A capoeira tem sempre uma galera enturmada. A capoterapia se beneficia dessa lógica. A união em torno dos propósitos e do ethos da capoterapia é um tratado implícito, assinado pelos olhos e pela fala entusiástica de seus participantes. A conversa animada nem precisa ser trabalhada, muito antes precisa ser controlada, pois os objetivos comuns, orientados pela batuta competente de Mestre Gilvan e sua equipe, são articulados com facilidade em razão de toda a rede de relações estabelecidas no cotidiano das atividades.
O grupo social que se forma na malha das relações que produzem e que são produzidas pela capoterapia, é sólido. Relações familiares seguem esse fluxo e se tornam parte disso. Filhos e netos se orgulham em estarem presentes nos eventos e manifestações da capoterapia. Ninguém quer ficar de fora!
O carinho e a felicidade que emana das reuniões e sessões de capoterapia são contagiantes. O sorriso das pessoas, os abraços ostensivos, tudo traduz essa união e esse espírito coletivo de crescimento de paz, somado, multiplicado pela porção de cada coração ali enfileirado. Uma só voz, respondendo em coro as perguntas cantadas pelo puxador na eterna festa, que só para quando precisa ouvir as palavras e reflexões sábias e cheias de emoção do mestre da festa, o Mestre Gilvan.
Assisti ao começo desse movimento com uma felicidade e uma empolgação que hoje sei comedida e cautelosa... Era muito acreditar no sucesso maravilhoso que o trabalho do meu amigo Mestre Gilvan atingiria com o andar da carruagem do seu esforço e com a colaboração de pessoas tão empenhadas como sua esposa, Dona Sônia, que mesmo no meio atropelado de momentos de difícil coordenação de tantas pessoas e tantas expectativas, nunca perdeu a sua serenidade e o seu sorriso gentil para todas e todos que se acercam dessa experiência.

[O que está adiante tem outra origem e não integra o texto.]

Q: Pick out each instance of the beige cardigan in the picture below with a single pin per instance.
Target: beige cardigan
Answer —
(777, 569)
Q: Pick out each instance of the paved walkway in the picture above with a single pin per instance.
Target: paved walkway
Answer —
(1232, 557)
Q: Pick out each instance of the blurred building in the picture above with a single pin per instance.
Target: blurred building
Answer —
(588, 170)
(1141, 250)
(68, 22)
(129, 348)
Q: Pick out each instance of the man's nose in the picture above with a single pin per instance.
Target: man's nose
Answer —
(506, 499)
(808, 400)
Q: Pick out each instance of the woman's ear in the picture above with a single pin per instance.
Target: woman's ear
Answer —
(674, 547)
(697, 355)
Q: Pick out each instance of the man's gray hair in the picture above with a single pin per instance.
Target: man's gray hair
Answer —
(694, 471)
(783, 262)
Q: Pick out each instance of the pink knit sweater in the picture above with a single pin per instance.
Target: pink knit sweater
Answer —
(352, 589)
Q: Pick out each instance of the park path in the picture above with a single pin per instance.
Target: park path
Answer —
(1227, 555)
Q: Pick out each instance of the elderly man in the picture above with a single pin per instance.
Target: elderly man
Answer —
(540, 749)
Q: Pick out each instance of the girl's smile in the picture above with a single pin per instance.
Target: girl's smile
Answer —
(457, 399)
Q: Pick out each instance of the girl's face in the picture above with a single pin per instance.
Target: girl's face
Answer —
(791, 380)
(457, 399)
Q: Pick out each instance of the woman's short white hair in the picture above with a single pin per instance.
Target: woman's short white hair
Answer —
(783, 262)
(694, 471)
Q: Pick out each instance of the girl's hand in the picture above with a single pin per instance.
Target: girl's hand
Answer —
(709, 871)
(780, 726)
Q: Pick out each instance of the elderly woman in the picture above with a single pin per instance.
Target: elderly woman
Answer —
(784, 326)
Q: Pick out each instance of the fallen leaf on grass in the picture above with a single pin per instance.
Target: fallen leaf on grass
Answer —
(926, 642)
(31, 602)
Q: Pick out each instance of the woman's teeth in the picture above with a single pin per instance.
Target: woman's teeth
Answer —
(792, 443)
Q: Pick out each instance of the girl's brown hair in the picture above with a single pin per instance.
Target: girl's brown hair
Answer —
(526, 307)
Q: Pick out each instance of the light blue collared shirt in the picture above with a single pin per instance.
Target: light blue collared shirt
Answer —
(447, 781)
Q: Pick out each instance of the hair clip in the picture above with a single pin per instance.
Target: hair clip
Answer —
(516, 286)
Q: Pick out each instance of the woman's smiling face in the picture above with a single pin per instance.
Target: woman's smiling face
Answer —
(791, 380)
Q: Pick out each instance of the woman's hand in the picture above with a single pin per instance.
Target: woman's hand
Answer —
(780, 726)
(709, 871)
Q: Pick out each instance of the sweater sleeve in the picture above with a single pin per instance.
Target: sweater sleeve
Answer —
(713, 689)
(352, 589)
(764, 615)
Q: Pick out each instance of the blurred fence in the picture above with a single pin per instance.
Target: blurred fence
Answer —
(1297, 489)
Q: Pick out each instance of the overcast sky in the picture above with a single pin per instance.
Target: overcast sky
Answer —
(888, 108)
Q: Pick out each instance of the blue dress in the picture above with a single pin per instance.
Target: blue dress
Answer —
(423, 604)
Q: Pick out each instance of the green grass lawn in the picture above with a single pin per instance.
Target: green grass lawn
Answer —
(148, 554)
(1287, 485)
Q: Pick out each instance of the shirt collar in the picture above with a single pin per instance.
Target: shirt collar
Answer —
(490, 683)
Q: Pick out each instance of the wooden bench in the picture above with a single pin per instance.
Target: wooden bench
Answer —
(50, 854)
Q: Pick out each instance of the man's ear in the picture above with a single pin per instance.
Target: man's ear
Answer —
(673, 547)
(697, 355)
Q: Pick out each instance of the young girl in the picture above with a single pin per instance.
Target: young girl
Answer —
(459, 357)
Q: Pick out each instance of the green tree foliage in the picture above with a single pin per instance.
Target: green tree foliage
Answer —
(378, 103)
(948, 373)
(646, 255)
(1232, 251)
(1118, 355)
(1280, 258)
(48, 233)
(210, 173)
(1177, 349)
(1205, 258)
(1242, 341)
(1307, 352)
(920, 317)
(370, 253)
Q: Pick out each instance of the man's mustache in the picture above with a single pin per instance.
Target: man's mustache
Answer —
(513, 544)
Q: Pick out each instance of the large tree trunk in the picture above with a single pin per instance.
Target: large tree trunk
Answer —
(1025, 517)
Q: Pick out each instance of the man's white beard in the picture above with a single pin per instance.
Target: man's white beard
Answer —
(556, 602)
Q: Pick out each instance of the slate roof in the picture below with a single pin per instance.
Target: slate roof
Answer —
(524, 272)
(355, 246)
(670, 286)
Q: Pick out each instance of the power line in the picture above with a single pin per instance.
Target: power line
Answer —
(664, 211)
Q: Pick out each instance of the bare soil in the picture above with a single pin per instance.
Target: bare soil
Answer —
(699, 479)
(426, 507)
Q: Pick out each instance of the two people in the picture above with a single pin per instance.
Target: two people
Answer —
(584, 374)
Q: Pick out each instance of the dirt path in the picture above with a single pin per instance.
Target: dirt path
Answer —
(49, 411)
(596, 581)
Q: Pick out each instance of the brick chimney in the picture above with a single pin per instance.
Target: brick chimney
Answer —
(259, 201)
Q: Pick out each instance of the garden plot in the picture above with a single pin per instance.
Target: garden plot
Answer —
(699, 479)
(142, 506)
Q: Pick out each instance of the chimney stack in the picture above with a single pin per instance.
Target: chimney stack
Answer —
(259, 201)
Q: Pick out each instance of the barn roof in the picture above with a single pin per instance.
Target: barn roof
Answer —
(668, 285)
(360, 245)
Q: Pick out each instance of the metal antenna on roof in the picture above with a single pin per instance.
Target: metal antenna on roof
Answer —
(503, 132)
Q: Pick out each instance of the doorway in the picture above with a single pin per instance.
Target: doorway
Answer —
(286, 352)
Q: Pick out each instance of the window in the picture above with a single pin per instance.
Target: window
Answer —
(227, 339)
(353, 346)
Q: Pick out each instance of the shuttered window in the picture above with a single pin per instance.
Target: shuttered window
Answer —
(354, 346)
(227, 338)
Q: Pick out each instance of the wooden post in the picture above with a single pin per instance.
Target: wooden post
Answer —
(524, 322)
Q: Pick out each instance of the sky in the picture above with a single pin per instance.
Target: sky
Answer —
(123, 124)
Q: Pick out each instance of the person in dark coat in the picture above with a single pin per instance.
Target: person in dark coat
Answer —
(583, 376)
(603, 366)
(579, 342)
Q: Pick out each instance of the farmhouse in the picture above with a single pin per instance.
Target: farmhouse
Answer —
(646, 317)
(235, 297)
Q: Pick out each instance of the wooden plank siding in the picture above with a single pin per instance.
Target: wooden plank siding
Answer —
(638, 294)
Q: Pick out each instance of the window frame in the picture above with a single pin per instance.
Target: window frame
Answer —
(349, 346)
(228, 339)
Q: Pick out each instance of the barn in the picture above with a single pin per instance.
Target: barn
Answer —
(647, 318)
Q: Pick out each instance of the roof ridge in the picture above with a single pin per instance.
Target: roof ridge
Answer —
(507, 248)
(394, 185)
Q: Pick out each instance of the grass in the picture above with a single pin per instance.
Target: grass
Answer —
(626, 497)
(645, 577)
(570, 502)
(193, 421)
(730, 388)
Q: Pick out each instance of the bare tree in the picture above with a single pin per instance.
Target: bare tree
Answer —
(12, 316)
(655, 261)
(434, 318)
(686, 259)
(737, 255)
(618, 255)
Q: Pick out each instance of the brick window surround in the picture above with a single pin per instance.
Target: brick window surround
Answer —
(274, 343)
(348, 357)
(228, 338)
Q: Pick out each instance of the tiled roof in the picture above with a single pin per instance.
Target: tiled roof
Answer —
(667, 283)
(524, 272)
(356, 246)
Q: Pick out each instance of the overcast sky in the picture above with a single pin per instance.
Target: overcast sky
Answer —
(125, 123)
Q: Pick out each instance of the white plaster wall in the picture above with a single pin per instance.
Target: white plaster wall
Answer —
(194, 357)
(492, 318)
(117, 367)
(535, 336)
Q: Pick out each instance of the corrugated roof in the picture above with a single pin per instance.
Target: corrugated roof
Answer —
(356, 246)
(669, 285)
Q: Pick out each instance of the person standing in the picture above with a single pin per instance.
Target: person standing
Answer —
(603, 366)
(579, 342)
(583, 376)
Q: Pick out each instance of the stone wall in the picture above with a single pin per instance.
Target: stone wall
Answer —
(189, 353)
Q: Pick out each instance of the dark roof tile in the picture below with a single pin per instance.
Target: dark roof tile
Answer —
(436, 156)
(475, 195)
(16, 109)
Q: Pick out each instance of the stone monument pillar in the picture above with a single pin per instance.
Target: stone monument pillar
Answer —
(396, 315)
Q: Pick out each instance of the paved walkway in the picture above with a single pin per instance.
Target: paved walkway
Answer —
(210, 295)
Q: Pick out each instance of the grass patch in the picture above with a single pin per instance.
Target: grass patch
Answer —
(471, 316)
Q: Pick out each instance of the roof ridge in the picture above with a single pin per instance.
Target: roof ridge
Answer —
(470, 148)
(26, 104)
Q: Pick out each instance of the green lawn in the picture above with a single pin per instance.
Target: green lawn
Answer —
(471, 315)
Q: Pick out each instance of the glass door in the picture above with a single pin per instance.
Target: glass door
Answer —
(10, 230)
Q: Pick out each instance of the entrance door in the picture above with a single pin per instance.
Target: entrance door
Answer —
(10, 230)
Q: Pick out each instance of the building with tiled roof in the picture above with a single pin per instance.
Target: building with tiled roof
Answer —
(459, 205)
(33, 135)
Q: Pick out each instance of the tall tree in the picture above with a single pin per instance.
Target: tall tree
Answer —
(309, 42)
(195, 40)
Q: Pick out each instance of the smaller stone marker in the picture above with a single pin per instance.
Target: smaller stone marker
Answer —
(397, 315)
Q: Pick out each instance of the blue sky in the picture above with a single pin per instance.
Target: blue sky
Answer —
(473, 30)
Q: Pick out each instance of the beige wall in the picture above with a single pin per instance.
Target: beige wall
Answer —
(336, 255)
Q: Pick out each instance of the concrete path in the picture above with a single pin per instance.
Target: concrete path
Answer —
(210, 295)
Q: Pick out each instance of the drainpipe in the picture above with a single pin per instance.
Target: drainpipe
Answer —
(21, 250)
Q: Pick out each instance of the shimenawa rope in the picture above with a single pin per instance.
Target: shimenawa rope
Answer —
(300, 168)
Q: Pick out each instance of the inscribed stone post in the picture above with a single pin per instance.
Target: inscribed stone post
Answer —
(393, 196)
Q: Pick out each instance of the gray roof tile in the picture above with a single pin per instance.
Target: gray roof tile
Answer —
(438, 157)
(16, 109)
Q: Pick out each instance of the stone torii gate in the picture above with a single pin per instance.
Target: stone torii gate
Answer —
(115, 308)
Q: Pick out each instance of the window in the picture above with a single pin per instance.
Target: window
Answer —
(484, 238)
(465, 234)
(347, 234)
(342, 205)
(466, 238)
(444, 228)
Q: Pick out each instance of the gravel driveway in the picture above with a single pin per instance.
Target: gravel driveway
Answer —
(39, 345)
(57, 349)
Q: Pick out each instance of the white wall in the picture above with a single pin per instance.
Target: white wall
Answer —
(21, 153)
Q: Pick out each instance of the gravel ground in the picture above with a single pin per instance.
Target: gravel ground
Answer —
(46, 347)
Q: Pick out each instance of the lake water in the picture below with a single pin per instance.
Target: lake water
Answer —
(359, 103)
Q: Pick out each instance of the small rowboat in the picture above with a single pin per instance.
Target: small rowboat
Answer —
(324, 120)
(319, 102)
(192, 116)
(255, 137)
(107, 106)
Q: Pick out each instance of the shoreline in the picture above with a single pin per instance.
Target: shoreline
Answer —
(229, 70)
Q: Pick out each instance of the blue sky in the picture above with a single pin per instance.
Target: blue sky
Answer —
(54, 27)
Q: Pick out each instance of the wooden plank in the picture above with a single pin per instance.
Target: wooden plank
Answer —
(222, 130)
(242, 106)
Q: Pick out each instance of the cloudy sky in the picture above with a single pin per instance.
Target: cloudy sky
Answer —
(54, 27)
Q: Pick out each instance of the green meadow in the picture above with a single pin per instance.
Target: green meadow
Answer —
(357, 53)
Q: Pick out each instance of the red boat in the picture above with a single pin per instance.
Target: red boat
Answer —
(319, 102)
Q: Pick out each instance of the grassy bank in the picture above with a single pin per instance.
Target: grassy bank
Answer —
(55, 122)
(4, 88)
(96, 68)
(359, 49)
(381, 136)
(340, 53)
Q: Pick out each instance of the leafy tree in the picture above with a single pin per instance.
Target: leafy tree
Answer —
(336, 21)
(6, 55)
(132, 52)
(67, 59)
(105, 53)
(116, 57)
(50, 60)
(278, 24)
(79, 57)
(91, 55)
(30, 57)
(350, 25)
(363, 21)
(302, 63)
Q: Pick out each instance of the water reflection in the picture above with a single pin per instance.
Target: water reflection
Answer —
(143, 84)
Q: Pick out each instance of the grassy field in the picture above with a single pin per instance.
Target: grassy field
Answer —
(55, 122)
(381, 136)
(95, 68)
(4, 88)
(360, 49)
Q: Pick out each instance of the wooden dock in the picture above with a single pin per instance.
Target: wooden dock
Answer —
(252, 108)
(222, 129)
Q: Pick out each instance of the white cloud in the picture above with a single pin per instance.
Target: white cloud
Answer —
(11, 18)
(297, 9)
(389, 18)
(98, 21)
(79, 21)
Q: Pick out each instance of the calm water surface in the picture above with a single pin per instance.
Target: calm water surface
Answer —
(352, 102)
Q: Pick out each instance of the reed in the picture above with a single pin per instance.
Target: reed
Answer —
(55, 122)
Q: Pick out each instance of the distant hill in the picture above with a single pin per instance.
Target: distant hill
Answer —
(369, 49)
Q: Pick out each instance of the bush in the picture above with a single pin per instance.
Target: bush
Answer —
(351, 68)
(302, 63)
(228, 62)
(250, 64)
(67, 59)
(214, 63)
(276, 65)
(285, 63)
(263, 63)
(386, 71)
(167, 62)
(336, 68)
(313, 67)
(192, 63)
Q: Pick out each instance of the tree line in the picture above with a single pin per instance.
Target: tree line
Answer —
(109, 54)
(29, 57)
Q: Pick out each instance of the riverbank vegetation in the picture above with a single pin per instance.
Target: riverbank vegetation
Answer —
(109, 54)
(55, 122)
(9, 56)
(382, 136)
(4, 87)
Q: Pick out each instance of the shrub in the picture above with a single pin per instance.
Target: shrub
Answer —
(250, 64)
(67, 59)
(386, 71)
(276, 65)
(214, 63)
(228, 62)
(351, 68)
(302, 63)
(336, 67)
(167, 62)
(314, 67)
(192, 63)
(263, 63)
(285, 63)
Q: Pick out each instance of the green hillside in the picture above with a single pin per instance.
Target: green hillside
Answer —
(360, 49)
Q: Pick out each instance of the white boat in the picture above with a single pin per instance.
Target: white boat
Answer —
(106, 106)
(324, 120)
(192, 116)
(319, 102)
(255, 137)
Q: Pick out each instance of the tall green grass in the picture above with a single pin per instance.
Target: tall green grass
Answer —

Vejo o crescer dessa onda e dessa euforia e ainda me sinto distante de tudo, pois a vontade não é estar perto, é estar dentro, dessa maravilhosa emoção de servir a uma causa de tão relevante resultado, propiciando felicidade e melhorias de saúde e qualidade de vida às centenas de senhoras e senhores de qualquer idade, da melhor idade, do melhor da idade, colocando seus lenços coloridos no pescoço e retendo no coração o prazer de cada momento, generosamente oferecendo seus sorrisos e abraços a quem chega perto, num convite irrecusável: venha ser gente com a gente, venha ser feliz na nossa felicidade, venha pra nossa roda, venha pra nossa festa, venha viver a nossa emoção e compor conosco a alquimia no caldeirão de vida borbulhante que enche os olhos e o coração mesmo do mais cético que chega perto. Não dá para resistir.